The Pi’s coprocessor daemon refuses to enter the operational state if proto_major doesn’t match its expected value (per coproc-protocol §4.3 “Version mismatch behaviour” and ADR-0017 §5). This is a hard fail — the operator sees COPROCESSOR PROTOCOL MISMATCH (v0 vs v1) on Row 24 of the primary display.

# Initial setup (one-time):
git clone https://github.com/raspberrypi/pico-sdk
cd pico-sdk && git submodule update --init
export PICO_SDK_PATH=$PWD
# Build the firmware:
cd kn86-pico
mkdir build && cd build
cmake .. -DPICO_BOARD=pico2
make
# Output: kn86-pico.uf2

Flash paths:

  1. Direct USB BOOTSEL (dev fast path). Hold BOOTSEL on the Pico, plug it into a host USB port, the Pico enumerates as USB MSC, drag kn86-pico.uf2 onto the mounted volume. The Pico re-enumerates with the new firmware. Used during F2 bring-up and tight iteration on the bench.

  2. Pi-mediated BOOTSEL (production path, ADR-0017 §6). The Pi’s coprocessor daemon pulses GPIO22 (BOOTSEL) low, asserts GPIO23 (RESET), releases RESET, waits 100 ms for the Pico to enumerate as USB MSC over the internal hub. The Pi mounts that MSC volume and copies /lib/firmware/kn86-pico.uf2 onto it; releases BOOTSEL; resets again. Used by the firmware-update flow so that a .kn86fw system update can ship a new Pi+Pico pair atomically. The Pico image lives in the Pi rootfs at /lib/firmware/kn86-pico.uf2; ADR-0011 ships an amendment that bundles the Pico image into the .kn86fw payload (see ADR-0017 follow-on F6).
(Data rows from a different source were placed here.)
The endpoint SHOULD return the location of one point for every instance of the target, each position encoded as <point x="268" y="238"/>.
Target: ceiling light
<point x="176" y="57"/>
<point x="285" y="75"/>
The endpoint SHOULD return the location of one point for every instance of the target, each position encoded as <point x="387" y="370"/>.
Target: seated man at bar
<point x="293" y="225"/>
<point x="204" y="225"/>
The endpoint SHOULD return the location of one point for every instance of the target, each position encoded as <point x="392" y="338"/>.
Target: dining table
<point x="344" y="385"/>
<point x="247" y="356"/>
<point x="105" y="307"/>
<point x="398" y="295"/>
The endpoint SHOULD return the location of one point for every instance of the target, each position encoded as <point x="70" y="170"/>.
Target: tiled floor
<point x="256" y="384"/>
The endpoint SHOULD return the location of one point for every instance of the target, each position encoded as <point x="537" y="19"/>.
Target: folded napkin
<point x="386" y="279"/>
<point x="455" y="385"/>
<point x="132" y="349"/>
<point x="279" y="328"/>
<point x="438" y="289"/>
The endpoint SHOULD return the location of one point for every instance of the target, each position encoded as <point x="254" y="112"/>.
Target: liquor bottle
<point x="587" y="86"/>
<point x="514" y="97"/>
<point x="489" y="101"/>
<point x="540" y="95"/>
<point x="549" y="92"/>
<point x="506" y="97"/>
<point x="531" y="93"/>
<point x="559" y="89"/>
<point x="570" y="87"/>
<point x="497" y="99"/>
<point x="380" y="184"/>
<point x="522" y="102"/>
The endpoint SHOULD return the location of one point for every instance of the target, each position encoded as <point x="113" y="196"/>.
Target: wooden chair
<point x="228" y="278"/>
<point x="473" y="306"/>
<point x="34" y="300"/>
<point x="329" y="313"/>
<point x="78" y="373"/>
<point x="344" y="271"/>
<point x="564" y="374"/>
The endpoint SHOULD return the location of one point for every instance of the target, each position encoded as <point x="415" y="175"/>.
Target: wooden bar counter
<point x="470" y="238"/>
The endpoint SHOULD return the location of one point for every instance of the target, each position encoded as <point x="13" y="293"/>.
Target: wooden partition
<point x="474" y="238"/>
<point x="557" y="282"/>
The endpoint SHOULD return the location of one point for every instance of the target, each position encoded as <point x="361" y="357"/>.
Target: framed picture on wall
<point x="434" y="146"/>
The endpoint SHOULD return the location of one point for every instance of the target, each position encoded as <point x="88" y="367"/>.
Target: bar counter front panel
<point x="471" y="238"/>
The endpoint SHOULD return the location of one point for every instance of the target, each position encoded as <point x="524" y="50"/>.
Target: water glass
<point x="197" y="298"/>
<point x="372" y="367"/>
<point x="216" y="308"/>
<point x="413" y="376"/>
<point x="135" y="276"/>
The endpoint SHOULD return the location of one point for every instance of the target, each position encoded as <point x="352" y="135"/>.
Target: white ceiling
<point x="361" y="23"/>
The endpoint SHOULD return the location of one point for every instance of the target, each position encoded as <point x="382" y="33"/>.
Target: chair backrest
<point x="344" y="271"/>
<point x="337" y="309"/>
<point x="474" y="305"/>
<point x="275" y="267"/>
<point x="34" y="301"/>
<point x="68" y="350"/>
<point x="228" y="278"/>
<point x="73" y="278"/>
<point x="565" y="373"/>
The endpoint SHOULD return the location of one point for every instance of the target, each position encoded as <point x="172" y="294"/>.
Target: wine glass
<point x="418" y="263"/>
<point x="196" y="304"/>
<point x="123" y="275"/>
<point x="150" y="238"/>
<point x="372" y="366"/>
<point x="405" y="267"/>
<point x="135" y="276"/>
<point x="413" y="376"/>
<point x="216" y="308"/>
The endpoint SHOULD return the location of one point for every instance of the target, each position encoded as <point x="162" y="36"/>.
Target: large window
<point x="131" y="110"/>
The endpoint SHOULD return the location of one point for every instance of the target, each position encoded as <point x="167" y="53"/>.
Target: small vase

  3. picotool load (alternative dev path). With the Pico in BOOTSEL on the host:

    picotool load -x kn86-pico.uf2

    -x resets and runs the new firmware. Useful when integrating with make flash.

Shipped KN-86 units come pre-flashed at assembly time — the Pico has the matching kn86-pico.uf2 baked in. Field updates flow through path (2) above. Recovery for a totally bricked Pico (e.g., a corrupt flash image) is TBD final — ADR-0017 §6 mentions a debug header for last-resort recovery; the exact pin assignment and physical access path is TBD pending bring-up.

There is no JTAG/SWD on a stock Pico 2 module, so the recovery story for a bricked Pico-via-module is a USB-BOOTSEL gesture; for a bare-RP2350-on-custom-sub-board production layout (ADR-0017 KU#3) the SWD pads on the chip become the recovery interface. That decision is also TBD pending the production-tooling pass.